For some cooks, food becomes less than what it actually is. Food becomes a product. You could be stacking boxes. But I remember at With a Twist, our best-seller was a turkey sandwich. And I had to roast turkey every day. I made it so much, I forgot that it actually tastes good. But then I would have a slice and I would remember, oh yeah, that's why people like this so much.
What was the worst? I don't have one. There's little things, like when you send out a piece of veal that still has a string on it or an overcooked piece of steak. Those always suck. But I like that deadline that food always needs to go out.
If you could steal one recipe in town from any menu, what would it be? No, I don't have a favorite dish that I would steal, although there are a lot of classic dishes around town. I do like the al pastor at El Camino Real.

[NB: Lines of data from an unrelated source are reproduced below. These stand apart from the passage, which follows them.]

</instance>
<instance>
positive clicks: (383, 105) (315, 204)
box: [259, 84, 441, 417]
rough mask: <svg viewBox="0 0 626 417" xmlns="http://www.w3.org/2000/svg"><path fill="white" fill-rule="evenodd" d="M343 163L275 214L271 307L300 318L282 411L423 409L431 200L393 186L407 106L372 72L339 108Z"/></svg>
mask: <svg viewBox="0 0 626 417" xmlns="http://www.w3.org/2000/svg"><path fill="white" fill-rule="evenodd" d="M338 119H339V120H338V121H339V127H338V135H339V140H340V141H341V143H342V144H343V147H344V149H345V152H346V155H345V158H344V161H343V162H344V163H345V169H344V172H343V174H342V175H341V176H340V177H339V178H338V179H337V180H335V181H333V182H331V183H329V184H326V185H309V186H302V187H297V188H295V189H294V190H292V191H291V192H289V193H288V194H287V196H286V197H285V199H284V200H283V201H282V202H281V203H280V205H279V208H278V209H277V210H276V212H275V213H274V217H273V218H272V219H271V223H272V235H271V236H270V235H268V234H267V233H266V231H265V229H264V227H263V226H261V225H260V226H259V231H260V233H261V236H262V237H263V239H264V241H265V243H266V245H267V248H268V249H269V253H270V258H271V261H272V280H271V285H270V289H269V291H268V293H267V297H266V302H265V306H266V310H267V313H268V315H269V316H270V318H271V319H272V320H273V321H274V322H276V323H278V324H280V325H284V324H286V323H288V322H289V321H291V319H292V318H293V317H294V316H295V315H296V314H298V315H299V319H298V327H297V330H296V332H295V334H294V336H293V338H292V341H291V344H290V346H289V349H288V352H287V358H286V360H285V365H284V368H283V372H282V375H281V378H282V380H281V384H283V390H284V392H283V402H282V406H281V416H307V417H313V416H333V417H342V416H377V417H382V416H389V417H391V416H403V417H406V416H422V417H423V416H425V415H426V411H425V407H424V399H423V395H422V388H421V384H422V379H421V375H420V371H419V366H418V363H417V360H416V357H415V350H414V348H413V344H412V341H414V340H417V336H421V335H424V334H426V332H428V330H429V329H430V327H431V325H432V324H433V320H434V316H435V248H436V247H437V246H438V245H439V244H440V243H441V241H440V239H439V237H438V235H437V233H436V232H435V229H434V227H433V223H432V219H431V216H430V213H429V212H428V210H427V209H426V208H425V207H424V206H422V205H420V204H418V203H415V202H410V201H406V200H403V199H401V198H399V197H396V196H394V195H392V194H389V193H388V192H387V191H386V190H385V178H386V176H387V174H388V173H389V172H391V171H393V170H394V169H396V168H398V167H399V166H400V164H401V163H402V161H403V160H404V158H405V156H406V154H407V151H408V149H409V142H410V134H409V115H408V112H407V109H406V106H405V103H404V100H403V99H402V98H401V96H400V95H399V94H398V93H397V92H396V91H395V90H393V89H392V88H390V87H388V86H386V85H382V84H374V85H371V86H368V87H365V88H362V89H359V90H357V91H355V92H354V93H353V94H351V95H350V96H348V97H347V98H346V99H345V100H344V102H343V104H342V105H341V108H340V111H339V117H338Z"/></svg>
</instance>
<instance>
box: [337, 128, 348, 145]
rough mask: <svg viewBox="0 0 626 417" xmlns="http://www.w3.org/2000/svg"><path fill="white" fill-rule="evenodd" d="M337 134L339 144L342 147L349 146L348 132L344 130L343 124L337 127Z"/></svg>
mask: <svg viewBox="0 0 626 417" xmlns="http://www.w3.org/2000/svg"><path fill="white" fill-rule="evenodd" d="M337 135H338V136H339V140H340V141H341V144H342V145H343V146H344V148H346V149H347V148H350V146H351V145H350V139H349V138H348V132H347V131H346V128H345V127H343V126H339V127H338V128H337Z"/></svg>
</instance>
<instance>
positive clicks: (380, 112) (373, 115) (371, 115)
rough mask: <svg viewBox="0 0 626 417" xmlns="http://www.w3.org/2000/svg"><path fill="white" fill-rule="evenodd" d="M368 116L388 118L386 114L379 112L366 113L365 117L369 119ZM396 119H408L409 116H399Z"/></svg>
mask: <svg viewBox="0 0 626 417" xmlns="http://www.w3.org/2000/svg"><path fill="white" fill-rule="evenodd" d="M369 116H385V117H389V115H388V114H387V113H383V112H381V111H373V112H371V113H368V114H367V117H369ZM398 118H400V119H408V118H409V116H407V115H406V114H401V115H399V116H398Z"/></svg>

Who's got the best barbecue in town, and what are you ordering? Woodyard Bar-B-Que. It's a crazy-ass place that is pretty close to where I live. They've got good baby back ribs and a pretty tangy sauce. It's not as sweet. I like the beans there. It feels like what a barbecue place should be.
A chef is only as good as ... his cooks. He's as good as his staff. It's a group thing. As a chef, you have to conceptualize a dish, and if your staff can't do it, then you suck. It's not them. It's your responsibility.